348. Deputy Michael McGrath asked the Minister for Justice and Equality the number of court cases in each year since 2014 in which it has been shown that the claimant has made a fraudulent claim; the number of times per year the judge has referred the person to the Director of Public Prosecutions as specified in the Civil Liability and Courts Act 2004; and if he will make a statement on the matter. [31101/19]
Minister for Justice and Equality (Deputy Charles Flanagan): As the Deputy is aware, under the provisions of the Courts Service Act 1998, management of the courts is the responsibility of the Courts Service, which is independent in exercising its functions.
However, in order to be of assistance to the Deputy, I have had enquiries made and the Courts Service has informed me that section 25 of the Civil Liability and Courts Act 2004 provides that it is an offence for a person to give or adduce evidence in a personal injuries action that is false or misleading and that the person knows to be false or misleading, or to cause false or misleading evidence to be given or adduced with the intention of misleading the court. It is also an offence for a person to give false or misleading instructions or information to a solicitor or expert in relation to a personal injuries action or to cause false or misleading instructions or information to be given with the intention of misleading the court.

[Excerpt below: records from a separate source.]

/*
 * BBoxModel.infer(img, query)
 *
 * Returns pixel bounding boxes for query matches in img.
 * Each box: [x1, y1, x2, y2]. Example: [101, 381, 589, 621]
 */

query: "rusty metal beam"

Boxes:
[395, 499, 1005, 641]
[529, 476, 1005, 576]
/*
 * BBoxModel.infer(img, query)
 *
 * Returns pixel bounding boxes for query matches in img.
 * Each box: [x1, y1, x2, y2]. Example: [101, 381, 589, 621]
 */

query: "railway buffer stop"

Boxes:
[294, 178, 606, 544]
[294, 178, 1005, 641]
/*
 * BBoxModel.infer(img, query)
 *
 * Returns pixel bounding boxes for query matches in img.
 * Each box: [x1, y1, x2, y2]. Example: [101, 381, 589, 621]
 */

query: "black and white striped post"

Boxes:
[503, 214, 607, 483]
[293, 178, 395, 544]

The Courts Service has advised that Courts Service statistics are not compiled in such a way as to provide the information requested by the Deputy. The Deputy will be aware that the Report on the Cost of Employer and Public Liability Insurance by the Cost of Insurance Working Group recognised the data challenges in establishing the number of initial complaints and investigations through to the resultant cases of prosecutions and convictions relating to fraud within the personal injuries area and the Report made recommendations to address this matter.
While the Courts Service was consulted in respect of recommendation 12 to commence producing statistics on prosecutions and convictions relating to fraud within the personal injuries area, it was considered that the addition of a specific Insurance Fraud category on the PULSE system would allow for the production of such statistics and consequently it was agreed that these statistics would be provided by An Garda Síochána rather that the Courts Service as originally envisaged.
I am informed that while technical issues arose with the introduction of a new "insurance fraud" category on the PULSE system, these issues have now been resolved and the collection of statistics under the new category has commenced.
The most recent figures provided to me by An Garda Síochána show that, in the period 1 November 2018 to end May 2019, 50 incidents of insurance fraud were recorded on PULSE. This equates to just over seven reports per month, with 1 November 2018 being the date on which a new category for "insurance fraud" went live on PULSE. 50% of these incidents related to staged collisions.
It is important to note that the aforementioned figures refer to reports being made to An Garda Síochána in the respective timeframe. Many of the alleged incidents reported during that period are historical in nature and occurred outside of the reporting timeframe.
It is also important to note that, while all incidents come under the umbrella of the "insurance fraud" category, not all of them relate to fraudulent insurance claims. For example, incidents of forged 'no claims bonus' documents, while being an insurance fraud, does not necessarily relate to an insurance claim.
Finally, An Garda Síochána have stressed that the data is correct as at 6 June 2019. However as it is operational data it is, therefore, subject to change. Question No. 349 answered with Question No. 321.